Print 1 of each edition is archivally framed. See below to purchase
The
photograph is about capturing an instant in time, making permanent
that which is not. Unlike painting or drawing from life, which
represents an average of hundreds of glances and looks over time, the
photo snatches one of those images and preserves it in all
its brutal unreality.
In his technique Kim Taylor takes this idea of a momentary glimpse of
reality and pushes it even further than the release of the shutter. At
the beginning of a session with one of his models, Taylor may have
absolutely nothing in his head. Starting with a background, a light and
a body he begins to explore shape and shadow, looking for something,
anything that pulls at his attention. In a way he surrenders to the
thoughtlessness of the unconscious, and allows his eye to guide his
hand and his voice. Taking hundreds of images he searches for the
ephemeral moment where the light, the model, the camera and his
reactions come together to produce what you see in his art.

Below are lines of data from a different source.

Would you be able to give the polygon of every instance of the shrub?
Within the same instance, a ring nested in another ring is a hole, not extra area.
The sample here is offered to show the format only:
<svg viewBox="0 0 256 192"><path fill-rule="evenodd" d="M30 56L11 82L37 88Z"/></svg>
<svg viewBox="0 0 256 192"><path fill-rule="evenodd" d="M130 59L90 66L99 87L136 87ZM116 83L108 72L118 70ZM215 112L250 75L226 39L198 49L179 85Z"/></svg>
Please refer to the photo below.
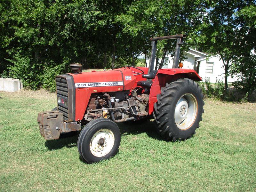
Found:
<svg viewBox="0 0 256 192"><path fill-rule="evenodd" d="M57 65L55 66L52 64L45 67L40 78L42 82L42 88L51 92L56 91L55 76L65 73L67 69L64 64Z"/></svg>

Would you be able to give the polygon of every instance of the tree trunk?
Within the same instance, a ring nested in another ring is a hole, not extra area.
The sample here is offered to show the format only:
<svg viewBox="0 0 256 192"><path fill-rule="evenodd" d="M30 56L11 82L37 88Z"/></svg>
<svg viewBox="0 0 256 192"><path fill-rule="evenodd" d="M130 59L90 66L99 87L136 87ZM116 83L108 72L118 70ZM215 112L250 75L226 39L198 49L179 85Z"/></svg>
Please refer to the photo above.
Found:
<svg viewBox="0 0 256 192"><path fill-rule="evenodd" d="M157 67L158 67L158 61L159 60L159 58L158 56L156 55L156 67L155 68L155 70L157 70Z"/></svg>
<svg viewBox="0 0 256 192"><path fill-rule="evenodd" d="M225 78L224 81L225 88L225 91L228 91L228 62L227 62L227 64L224 65L225 69Z"/></svg>
<svg viewBox="0 0 256 192"><path fill-rule="evenodd" d="M161 60L161 62L160 62L160 64L159 65L159 67L158 69L160 69L162 68L163 66L164 65L164 59L165 59L165 56L166 53L167 52L167 51L164 50L164 52L163 53L163 56L162 56L162 59Z"/></svg>
<svg viewBox="0 0 256 192"><path fill-rule="evenodd" d="M84 59L85 58L85 57L84 56L83 56L82 57L82 62L81 62L81 64L82 65L82 70L83 70L83 69L84 69Z"/></svg>
<svg viewBox="0 0 256 192"><path fill-rule="evenodd" d="M144 54L145 54L145 66L147 67L147 51L146 49L144 51Z"/></svg>
<svg viewBox="0 0 256 192"><path fill-rule="evenodd" d="M113 52L112 56L112 69L115 69L115 61L116 60L116 38L115 37L114 39L114 43L113 44Z"/></svg>
<svg viewBox="0 0 256 192"><path fill-rule="evenodd" d="M108 48L108 44L106 42L106 46L105 46L105 51L104 52L104 68L105 69L106 68L107 65L107 49Z"/></svg>
<svg viewBox="0 0 256 192"><path fill-rule="evenodd" d="M134 66L134 52L132 52L132 66Z"/></svg>

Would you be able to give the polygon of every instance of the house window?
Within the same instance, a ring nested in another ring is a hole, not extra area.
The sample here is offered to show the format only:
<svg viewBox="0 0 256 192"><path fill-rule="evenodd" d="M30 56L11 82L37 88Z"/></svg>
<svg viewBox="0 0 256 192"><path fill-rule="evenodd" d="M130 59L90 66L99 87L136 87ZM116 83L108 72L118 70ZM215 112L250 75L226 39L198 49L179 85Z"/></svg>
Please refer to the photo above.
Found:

Taylor relies heavily on his models, working with them repeatedly and
asking them for ever more fantastic shapes, yet he does little to
direct them, believing that only the combination of their awareness of
their own body and it's position in the light with his reaction to that
interplay will give them the image they're looking for. "If I knew what
I was looking for I would have painted it years ago and been done with
it" says Taylor, who began taking pictures at 7 with his mother's Box
Brownie "but it's not an image I need, it's a process, every one of my
photographs is a part of the whole mechanism, yet they must not be
taken as a body of work. Two or three, maybe 6 or 7 images can be
grouped together but what really matters is the single image that
sticks in your head, the image that represents the resolution of the
clash between culture and genetics." In other words, it's the single
work that is important, that single moment, not the average of the
thousands of photographs he's taken over the years.

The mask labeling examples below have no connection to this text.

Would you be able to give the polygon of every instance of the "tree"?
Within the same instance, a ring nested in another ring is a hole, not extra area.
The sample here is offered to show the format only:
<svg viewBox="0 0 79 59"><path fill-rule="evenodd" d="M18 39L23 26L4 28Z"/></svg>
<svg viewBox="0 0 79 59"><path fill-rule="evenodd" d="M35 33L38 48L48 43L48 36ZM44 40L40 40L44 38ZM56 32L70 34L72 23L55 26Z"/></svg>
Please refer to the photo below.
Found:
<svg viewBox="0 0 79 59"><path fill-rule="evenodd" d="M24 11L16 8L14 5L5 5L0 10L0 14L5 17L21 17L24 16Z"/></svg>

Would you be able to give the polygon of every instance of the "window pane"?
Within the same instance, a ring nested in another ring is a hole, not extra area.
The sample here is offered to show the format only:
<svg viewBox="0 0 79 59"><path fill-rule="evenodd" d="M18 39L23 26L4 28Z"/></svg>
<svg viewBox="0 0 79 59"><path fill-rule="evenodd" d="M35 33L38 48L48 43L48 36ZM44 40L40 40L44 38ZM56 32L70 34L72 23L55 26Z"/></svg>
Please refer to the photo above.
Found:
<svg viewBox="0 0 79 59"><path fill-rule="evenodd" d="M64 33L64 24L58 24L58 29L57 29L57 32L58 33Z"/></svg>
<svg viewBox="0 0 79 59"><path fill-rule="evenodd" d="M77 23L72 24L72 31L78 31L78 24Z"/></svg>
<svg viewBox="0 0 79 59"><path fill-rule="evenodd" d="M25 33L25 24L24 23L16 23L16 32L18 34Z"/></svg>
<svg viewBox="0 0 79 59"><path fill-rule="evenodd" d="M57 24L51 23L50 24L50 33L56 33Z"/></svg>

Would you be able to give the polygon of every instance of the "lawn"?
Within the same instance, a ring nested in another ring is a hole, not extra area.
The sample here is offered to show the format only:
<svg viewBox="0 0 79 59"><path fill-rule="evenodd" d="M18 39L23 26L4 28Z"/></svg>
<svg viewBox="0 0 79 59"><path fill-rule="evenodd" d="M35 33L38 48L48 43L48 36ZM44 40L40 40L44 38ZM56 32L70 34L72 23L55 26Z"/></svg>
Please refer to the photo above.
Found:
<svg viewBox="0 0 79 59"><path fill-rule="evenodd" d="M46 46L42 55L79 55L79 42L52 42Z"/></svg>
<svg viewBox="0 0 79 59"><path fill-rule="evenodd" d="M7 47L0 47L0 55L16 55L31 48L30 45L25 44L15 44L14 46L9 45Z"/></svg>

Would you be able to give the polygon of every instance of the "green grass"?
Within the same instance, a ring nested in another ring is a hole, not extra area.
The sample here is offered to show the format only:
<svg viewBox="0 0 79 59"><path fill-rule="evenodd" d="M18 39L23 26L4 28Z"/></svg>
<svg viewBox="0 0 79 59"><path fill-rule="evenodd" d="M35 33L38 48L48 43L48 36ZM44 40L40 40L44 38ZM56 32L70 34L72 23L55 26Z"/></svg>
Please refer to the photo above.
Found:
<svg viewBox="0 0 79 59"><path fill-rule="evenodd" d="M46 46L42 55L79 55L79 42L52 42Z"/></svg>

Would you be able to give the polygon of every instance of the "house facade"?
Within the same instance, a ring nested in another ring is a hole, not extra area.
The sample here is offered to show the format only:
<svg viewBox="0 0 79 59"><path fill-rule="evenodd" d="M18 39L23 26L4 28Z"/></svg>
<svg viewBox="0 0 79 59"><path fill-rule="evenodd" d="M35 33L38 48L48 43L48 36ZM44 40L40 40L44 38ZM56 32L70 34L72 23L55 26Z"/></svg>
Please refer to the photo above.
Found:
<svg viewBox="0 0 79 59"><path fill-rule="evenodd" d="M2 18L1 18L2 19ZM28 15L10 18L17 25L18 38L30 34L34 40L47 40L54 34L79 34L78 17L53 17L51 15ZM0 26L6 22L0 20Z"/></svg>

Taylor believes he's looking for the same thing the surrealists
were searching for, the answer to the mystery of the Venus of
Willendorf, that peculiar, abstract little nude woman who held our
attention for thousands of years at the dawn of our culture. "The brain
is no more capable of recording life over the long term than a movie is
capable of recording anything but single images that we then use to
fool ourselves into seeing movement. Think back, what do you remember
of your childhood? I see a girl on a beach, the sun and the water
behind her, she's in mid-step as she walks toward me, I can smell her
skin, I can feel the warmth of the sun and the sand, but I don't see
her hair move in the wind, I don't see her breasts bounce up and down
like a slow motion sequence on Baywatch. It's a single image that has
shaped my life ever since". Taylor claims this image isn't an average
of all the girls he ever saw walk across the beaches he grew up on, but
the single, ur-woman, the instantaneous image that we all carry in our
genes and through our culture. It is not just a girl, it's THE girl,
the one he saw the instant he was conceived.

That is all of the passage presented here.